Öte yandan parasal sıkılaştırmanın krediler ve iç talep üzerindeki yavaşlatıcı etkilerinin gözlenmeye başladığı belirtilen karar metninde, "Enflasyonda kalıcı düşüşe işaret eden güçlü göstergeler oluşana ve orta vadeli yüzde 5 hedefine ulaşıncaya kadar politika faizi, güçlü dezenflasyonist etkiyi muhafaza edecek şekilde, enflasyonun üzerinde bir düzeyde oluşturulmaya devam edilecektir." yönlendirmesi korundu.
Ekonomistler, karar metninde yapılan değişiklikler sonucu piyasada "faiz indirimlerine en erken 3. çeyrekte başlanabileceğine" ilişkin beklentilerin ötelendiğini söyledi.
AA Finans Analisti ve ekonomist Haluk Bürümcekçi, karara ilişkin değerlendirmesinde, TCMB'nin piyasa öngörüleri doğrultusunda gerçekleşen faiz kararının Türk Lirasına etkisinin nötr olduğunu ifade etti.
Karar metninde para politikasına ilişkin ana mesaj cümlesinin "Enflasyon ve enflasyon beklentilerindeki yüksek seviyeler dikkate alınarak, Nisan Enflasyon Raporu tahmin patikasındaki belirgin düşüş sağlanana kadar para politikasındaki mevcut sıkı duruş sürdürülecektir." olduğunu belirten Bürümcekçi, "PPK metnine 'sıkı' vurgusunun eklenmesi, faiz artırımına kapının kapalı olduğunu, buna karşılık piyasada halen korunan yakın vadede faiz indirimi yapılacağı beklentisini ötelemenin banka açısından öncelik olduğunu yansıtıyor. Ancak koşullarda en ufak bir gevşeme olduğunda bankanın parasal gevşemeye yöneleceği beklentisini ortadan kaldırmak kolay olmayacaktır. Nitekim, TCMB'nin son Piyasa Katılımcıları Anketi'nde üç ay içinde 0,5 puan, altı ay içinde 2,5 puan ve on iki ay içinde 5,0 puan düzeyinde faiz indirimi beklendiği yansımıştır." değerlendirmelerinde bulundu.
Bürümcekçi, TCMB'nin karar metninde yer alan ekonomiye ilişkin değerlendirmelerine değinerek, iktisadi faaliyetin güçlü seyrettiği, hizmetler ve turizm sektörlerinin aşılamadaki hızlanmaya bağlı olarak canlanmasının beklendiği, enflasyon açısından da krediler ve iç talep yavaşlamasının önemine dikkati çekildiğini bildirdi.
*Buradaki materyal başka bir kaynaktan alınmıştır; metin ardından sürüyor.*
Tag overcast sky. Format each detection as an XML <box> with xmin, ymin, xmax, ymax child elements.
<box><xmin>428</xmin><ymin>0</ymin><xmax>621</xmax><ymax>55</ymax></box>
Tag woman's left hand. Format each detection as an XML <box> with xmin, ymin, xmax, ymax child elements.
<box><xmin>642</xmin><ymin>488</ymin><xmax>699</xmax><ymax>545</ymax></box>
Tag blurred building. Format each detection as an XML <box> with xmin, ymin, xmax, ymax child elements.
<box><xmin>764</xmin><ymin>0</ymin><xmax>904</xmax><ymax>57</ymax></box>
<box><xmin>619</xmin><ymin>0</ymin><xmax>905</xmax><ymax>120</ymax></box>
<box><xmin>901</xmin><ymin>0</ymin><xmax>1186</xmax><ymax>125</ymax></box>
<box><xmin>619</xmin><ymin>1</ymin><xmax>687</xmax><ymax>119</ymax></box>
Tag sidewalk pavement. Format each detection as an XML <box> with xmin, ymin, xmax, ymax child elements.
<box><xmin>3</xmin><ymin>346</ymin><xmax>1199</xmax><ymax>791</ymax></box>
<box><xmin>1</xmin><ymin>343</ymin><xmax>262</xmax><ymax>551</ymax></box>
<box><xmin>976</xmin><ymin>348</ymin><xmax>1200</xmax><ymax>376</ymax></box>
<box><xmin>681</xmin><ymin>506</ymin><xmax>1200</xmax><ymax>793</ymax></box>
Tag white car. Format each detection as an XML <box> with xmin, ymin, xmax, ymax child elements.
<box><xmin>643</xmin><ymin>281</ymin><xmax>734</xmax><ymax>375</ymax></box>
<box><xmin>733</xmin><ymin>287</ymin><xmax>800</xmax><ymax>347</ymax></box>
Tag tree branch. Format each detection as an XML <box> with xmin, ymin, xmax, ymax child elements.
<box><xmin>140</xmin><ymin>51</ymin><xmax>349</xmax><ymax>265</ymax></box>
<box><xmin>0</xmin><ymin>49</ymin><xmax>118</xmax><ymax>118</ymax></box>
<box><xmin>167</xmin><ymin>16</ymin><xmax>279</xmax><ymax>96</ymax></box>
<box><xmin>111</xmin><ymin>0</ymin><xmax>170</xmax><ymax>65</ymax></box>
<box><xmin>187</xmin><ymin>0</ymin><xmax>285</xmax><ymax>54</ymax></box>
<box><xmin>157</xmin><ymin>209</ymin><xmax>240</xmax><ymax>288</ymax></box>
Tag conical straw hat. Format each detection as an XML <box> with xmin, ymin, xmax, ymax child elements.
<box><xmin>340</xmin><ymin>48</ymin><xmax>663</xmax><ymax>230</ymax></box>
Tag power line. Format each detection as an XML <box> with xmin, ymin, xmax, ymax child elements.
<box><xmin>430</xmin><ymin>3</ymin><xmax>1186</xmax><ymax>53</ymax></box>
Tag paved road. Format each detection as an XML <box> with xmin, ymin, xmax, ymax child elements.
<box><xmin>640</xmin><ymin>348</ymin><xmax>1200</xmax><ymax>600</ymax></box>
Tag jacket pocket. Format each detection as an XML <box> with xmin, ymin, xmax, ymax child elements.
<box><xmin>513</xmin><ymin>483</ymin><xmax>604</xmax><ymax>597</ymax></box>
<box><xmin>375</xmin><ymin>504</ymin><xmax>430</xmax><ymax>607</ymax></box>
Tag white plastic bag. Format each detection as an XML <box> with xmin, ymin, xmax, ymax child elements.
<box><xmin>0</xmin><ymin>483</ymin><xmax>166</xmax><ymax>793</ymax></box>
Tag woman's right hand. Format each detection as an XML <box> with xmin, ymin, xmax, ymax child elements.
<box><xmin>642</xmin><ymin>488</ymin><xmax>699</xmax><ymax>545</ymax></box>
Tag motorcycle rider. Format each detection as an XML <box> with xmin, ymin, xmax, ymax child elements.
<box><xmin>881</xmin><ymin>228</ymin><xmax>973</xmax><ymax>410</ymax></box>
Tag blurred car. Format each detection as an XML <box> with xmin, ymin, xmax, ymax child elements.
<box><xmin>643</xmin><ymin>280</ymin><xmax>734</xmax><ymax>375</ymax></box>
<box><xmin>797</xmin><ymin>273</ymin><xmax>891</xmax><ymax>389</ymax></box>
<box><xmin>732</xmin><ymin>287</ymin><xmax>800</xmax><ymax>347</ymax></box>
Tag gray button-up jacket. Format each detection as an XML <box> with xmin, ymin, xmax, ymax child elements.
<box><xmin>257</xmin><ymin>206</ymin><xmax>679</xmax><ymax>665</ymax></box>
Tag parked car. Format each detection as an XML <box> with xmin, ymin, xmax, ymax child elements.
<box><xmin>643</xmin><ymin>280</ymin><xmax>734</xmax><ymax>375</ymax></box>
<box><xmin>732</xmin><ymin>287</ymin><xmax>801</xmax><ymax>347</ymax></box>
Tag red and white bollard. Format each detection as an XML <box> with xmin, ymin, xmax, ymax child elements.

Merkez Bankasının parasal duruşu sıkı gördüğünü, faiz indirimi beklentilerini ötelemeye çalıştığını aktaran Bürümcekçi, şunları kaydetti:
"Mevcut faiz oranı ile gerçekleşen enflasyona göre hesaplanan politika reel faizi yüzde 2,1'e yükselmişken, beklenen enflasyona göre hesaplanan reel faiz yüzde 6,1 seviyesine gerilemiş bulunuyor. Bu ise benzer gelişmekte olan ülkelerden yine de çok daha yüksek reel faiz seviyelerine işaret etse de Türkiye'nin risk primi göstergesi CDS'in gerilemesine rağmen son günlerde 385 baz puan civarında seyretmesi, bu cazibeyi azaltmakta ve yabancı yatırımcı ilgisinin düşük kalmasına neden olmaktadır. Ayrıca, büyük olasılıkla ağustos sonuna kadar enflasyonun mevcut yüksek seviyelerini koruyacak olması reel faizi daha da azaltacak hamlelerin TL açısından olumsuz yansımaları olabileceğini düşündürüyor."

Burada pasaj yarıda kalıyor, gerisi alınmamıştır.